In Frankreich mussten im Sommer 2022 viele Atomkraftwerke gewartet werden
Mehr als die Hälfte der französischen Atomreaktoren fielen im Sommer 2022 wegen Wartungsarbeiten aus. Das führte zu Sorgen vor dem Winter in Frankreich, denn dort betreiben viele Haushalte ihre Heizungen mit Strom.
Zusätzlich drohte der EU eine Energiekrise angesichts des russischen Angriffskriegs auf die Ukraine. Die Angst vor nicht ausreichend beheizten Wohnungen im Winter beschäftigte auch einige Menschen in Deutschland. Behörden und Betriebe wappneten sich für potenziell drohende Gasengpässe. Über Falschmeldungen, die sich in diesem Zusammenhang verbreiteten, berichteten wir hier.
Das Bundesministerium für Wirtschaft und Klimaschutz (BMWK) ließ die Netzbetreiber die Sicherheit des Stromnetzes für den Winter 2022/23 untersuchen. Das Ergebnis dieses „Stresstests“ veröffentlichte das BMWK am 14. September 2022.
Ein Szenario, das bei der Prüfung durchgespielt wurde, war, dass ein großer Teil der französischen Atomkraftwerke bis zum Winter nicht wieder einsatzfähig ist. In einem sogenannten „Extremszenario“ rechnete das BMWK damit, dass nur knapp zwei Drittel der französischen Atomkraftwerke zur Verfügung stünden.
Französische Energieministerin sprach von „besonderen Schwierigkeiten“ für Stromversorgung in Frankreich
Dass im August 2022 die Stromversorgung Frankreichs auf wackeligen Füßen stand, zeigt auch ein Blick in die Antwort der französischen Energieministerin auf Habecks Brief, die CORRECTIV.Faktencheck ebenfalls vorliegt.
Darin bestätigt sie zunächst die von Habeck angefragten Zahlen und schreibt weiter: „In Anbetracht der besonderen Schwierigkeiten, die für die Stromversorgung Frankreichs im kommenden Herbst und Winter zu erwarten sind, werden wir ein reibungsloses Funktionieren des Stromaustauschs an den grenzüberschreitenden Verbindungsleitungen, insbesondere mit Deutschland brauchen“, antwortete Angnès Pannier-Runacher.

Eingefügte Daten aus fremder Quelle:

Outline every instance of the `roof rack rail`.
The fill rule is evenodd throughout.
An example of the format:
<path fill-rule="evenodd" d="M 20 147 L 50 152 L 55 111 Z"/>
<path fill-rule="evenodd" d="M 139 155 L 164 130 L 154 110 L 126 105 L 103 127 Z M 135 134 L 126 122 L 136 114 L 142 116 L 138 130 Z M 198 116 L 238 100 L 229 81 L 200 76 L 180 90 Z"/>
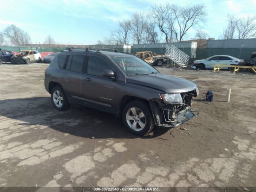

Der französische Strommarkt sei sehr angespannt.
Das Antwortschreiben der Ministerin lag offenbar auch Cicero und der Bild-Zeitung vor, beide Medien zitierten daraus, doch diesen Satz ließen sie unter den Tisch fallen.
Daten über die Lieferung von Strom zeigen: Frankreich importierte deutlich mehr Strom aus Deutschland als andersherum. Das schreibt zum Beispiel der französische Netzbetreiber RTE in seinem Jahresbericht. Auch auf der Webseite des Fraunhofer-Instituts für Solare Energiesysteme ist zu sehen, dass Frankreich sowohl im zweiten Halbjahr 2022 als auch im ersten Halbjahr 2023 mehr Strom aus Deutschland importierte, als Deutschland aus Frankreich. Das schrieb auch Bruno Burger vom Fraunhofer ISE auf X.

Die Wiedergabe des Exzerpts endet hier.